Researchers found that men who watched TV for more than 4 hours per day were likelier to develop bowel cancer over 6 years when compared with those who spent less time in front of the TV.
But don’t lose hope, the study also found that men could lower their risk of colon cancer by increasing their physical activity levels.
A recent study reported revealed that watching too much TV could increase the risk of potentially fatal blood clots.
Bowel cancer and sedentary behaviour
Lack of physical activity is a known risk factor for bowel cancer, so it will come as no surprise that watching TV for hours at a time might contribute to the disease.
“Previous research suggests that watching TV may be associated with other behaviours, such as smoking, drinking, and snacking more, and we know that these things can increase the risk of bowel cancer,” says Dr Murphy.
“Being sedentary is also associated with weight gain and greater body fat,” he adds. “Excess body fat may influence the blood levels of hormones and other chemicals which affect the way our cells grow, and can increase bowel cancer risk.”

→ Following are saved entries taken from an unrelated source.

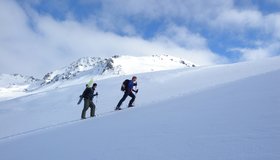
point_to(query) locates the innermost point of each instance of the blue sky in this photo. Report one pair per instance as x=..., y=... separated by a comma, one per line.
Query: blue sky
x=205, y=32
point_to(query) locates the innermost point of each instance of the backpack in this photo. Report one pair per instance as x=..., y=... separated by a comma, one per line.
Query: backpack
x=124, y=85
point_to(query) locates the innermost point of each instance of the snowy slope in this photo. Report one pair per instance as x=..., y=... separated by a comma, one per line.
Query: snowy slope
x=220, y=112
x=15, y=85
x=80, y=71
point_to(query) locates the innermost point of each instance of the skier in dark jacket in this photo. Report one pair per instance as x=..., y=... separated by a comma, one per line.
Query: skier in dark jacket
x=127, y=87
x=88, y=95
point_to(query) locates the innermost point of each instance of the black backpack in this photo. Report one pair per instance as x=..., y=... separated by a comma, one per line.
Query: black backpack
x=124, y=85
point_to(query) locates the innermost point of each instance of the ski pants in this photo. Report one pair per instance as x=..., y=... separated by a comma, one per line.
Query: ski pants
x=130, y=94
x=88, y=104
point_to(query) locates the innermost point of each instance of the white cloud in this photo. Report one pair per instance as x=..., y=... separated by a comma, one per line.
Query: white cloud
x=51, y=44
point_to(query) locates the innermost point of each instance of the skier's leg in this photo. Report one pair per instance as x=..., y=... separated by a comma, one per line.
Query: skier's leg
x=92, y=109
x=121, y=101
x=132, y=99
x=86, y=105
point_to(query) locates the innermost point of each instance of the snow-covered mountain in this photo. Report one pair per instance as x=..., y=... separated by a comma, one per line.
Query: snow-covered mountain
x=116, y=65
x=86, y=68
x=216, y=112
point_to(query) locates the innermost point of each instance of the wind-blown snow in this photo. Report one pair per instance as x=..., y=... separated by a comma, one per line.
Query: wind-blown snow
x=80, y=71
x=220, y=112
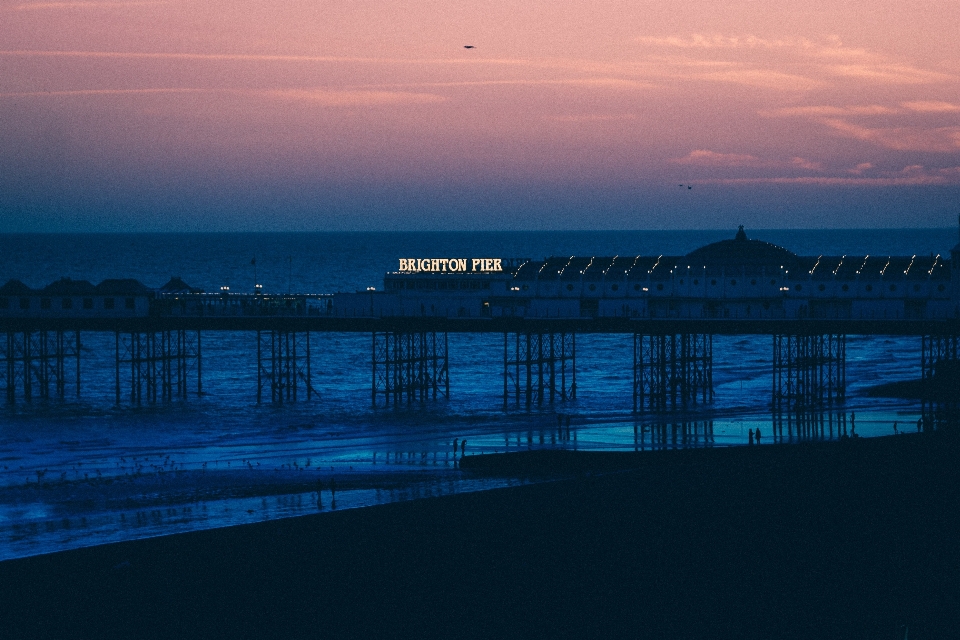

Bowel cancer risk increased in men
Dr Murphy and colleagues came to their findings by analysing data from UK Biobank, which is a health database of around 500,000 men and women who are based in the United Kingdom.
The team gathered information on how many hours each subject spent engaging in sedentary activities, such as watching TV and using a computer, per day.
Exercise reduced colon cancer risk
Interestingly, computer use was not associated with increased bowel cancer risk in men. Prof. Linda Bauld, who is a cancer prevention expert at Cancer Research UK, suggests that this may be down to the content that men are exposed to with TV viewing.
“There is evidence,” she explains, “that greater exposure to TV junk food adverts increases the likelihood of eating more, which will also increase your chances of becoming overweight.”
On a more positive note, the researchers also found that men who engaged in higher levels of physical activity had a 23 per cent lower risk of developing colon cancer, compared with men who had low physical activity levels.
Quite simply, this suggests that some men should seriously consider swapping time in front of the TV for time at the gym.
However, Prof. Bauld notes that the research raises some important questions, such as: why does watching TV for prolonged periods seem to raise bowel cancer risk in men but not women?
“The study didn’t look at this directly, but it could be because men might smoke, drink, and eat more unhealthily than women while watching TV,” Prof. Bauld speculates.
“What we do know,” she goes on, “is that keeping a healthy weight, cutting back on alcohol, being physically active, and eating a diet rich in fruit and vegetables are known to cut your risk of bowel cancer.”